Injectivity of $I\leadsto V_I(-)$ and relation to Hilbert's Nullstellensatz
Question: "My second question is: does Hilbert's Nullstellensatz link in any way with these observations? They remind me of the bijection between radical ideals and algebraic varieties, but I can't see clearly the connection, if it exists. Thanks for any clarification."

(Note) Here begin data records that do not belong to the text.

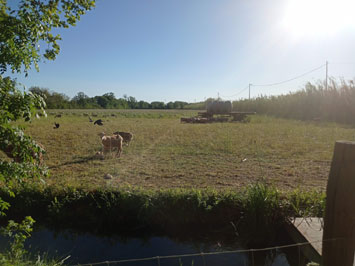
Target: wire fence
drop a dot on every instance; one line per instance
(251, 254)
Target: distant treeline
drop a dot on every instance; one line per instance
(315, 102)
(57, 100)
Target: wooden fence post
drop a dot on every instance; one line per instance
(339, 220)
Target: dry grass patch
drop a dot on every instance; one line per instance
(167, 154)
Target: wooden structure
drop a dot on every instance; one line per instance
(339, 220)
(309, 229)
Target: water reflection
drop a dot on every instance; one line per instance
(87, 248)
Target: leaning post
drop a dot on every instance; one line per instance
(339, 220)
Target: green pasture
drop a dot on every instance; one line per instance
(165, 153)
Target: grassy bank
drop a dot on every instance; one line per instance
(257, 210)
(167, 154)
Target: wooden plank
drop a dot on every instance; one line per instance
(308, 230)
(339, 220)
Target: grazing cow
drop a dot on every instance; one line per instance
(98, 122)
(111, 142)
(127, 137)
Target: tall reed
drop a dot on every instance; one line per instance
(336, 103)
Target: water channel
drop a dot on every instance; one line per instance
(86, 248)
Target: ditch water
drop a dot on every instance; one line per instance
(86, 248)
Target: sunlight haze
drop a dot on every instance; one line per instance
(192, 50)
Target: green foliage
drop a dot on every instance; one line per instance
(23, 29)
(314, 102)
(18, 233)
(25, 152)
(262, 211)
(56, 100)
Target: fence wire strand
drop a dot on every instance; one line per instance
(202, 254)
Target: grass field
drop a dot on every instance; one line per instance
(165, 153)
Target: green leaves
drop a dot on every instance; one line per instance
(23, 29)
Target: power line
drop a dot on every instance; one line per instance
(297, 77)
(236, 94)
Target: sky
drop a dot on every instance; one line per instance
(190, 50)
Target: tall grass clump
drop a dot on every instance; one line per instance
(262, 212)
(336, 103)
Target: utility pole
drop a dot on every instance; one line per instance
(326, 75)
(249, 89)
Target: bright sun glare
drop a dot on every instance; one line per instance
(319, 17)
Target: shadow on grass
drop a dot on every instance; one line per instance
(78, 160)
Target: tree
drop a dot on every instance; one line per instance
(22, 30)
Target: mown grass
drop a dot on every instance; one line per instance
(167, 154)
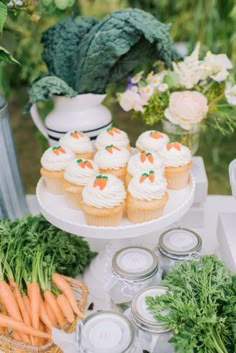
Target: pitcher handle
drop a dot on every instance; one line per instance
(38, 121)
(232, 176)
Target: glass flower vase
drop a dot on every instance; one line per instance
(189, 138)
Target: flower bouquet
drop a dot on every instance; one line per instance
(194, 92)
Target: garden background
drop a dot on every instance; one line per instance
(212, 22)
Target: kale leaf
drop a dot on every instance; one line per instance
(117, 44)
(60, 44)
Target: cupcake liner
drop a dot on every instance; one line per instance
(85, 155)
(178, 177)
(73, 194)
(139, 211)
(53, 180)
(119, 173)
(103, 217)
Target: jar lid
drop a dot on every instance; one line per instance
(135, 263)
(177, 243)
(106, 332)
(142, 316)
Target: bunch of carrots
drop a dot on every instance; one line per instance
(34, 298)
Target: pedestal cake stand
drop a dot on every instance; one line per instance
(110, 239)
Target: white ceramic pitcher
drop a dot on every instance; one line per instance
(84, 112)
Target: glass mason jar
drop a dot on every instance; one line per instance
(176, 245)
(133, 268)
(107, 332)
(153, 336)
(189, 138)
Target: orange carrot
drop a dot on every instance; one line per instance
(51, 300)
(6, 321)
(60, 282)
(65, 306)
(34, 296)
(44, 315)
(51, 315)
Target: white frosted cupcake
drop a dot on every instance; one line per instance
(113, 160)
(141, 162)
(54, 161)
(103, 200)
(178, 160)
(112, 136)
(76, 176)
(79, 143)
(152, 141)
(147, 197)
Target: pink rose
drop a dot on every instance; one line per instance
(186, 108)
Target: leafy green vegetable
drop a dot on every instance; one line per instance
(43, 88)
(117, 44)
(61, 42)
(70, 254)
(200, 307)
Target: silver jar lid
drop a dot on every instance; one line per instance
(135, 263)
(106, 332)
(180, 243)
(142, 316)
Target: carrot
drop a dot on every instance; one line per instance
(65, 307)
(51, 315)
(60, 282)
(44, 315)
(6, 321)
(34, 295)
(51, 300)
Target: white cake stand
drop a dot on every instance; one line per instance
(110, 239)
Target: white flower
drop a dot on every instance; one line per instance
(191, 70)
(136, 78)
(230, 94)
(131, 100)
(217, 66)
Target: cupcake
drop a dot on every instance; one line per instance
(54, 161)
(177, 160)
(113, 160)
(103, 200)
(78, 143)
(141, 162)
(76, 176)
(112, 136)
(152, 141)
(147, 196)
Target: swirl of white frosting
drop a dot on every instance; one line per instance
(56, 158)
(107, 159)
(113, 194)
(147, 190)
(148, 143)
(136, 166)
(173, 157)
(118, 138)
(79, 171)
(77, 142)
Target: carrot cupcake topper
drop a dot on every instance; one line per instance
(77, 134)
(146, 155)
(84, 163)
(113, 130)
(175, 145)
(110, 148)
(100, 181)
(156, 135)
(58, 149)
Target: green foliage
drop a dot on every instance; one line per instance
(108, 53)
(199, 306)
(43, 88)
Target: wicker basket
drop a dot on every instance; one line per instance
(10, 345)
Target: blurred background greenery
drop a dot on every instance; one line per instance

Answer: It seems your claims follow from the nullstellensatz in the following way: If $k \subseteq K$ is the algebraic closure of a field $k$ and if $I,J \subseteq R:=k[x_1,..,x_n]$ let
$$V(I):=\{(a_i)\in K^n: f(a_i)=0\text{ for all $f\in I$}\}.$$
It follows by the HNS that $I(V(J)) = \sqrt{J}$ is the radical of $J$. Hence if $I,J$ are radical ideals with $V(I)=V(J)$ it follows $I=J$. Hence if there is an equality of functors $V_I(-)=V_J(-)$ it follows $V(I)=V(J)$ and hence $I=\sqrt{I}=\sqrt{J}=J$ and hence the correspondence $I \leadsto V_I(-)$ is injective on ideals.
Question: "My first question is: if I only consider radical ideals, then the association $I\leadsto V_I(-)$ returns injective? I would say yes because if $I=\sqrt{I}$, then $k[x_1,\dots ,x_n]/I$ is reduced and so $V_I(-)$ is representable also as a functor on $\mathbf{Alg}^{\mathbf{red}}_k$."
Answer: A similar argument proves this claim. If there is an equality of functors $V_I(-)=V_J(-)$, it follows $V_I(K)=V_J(K)$ hence $V(I)=V(J)$ and hence $I=\sqrt{I}=\sqrt{J}=J$.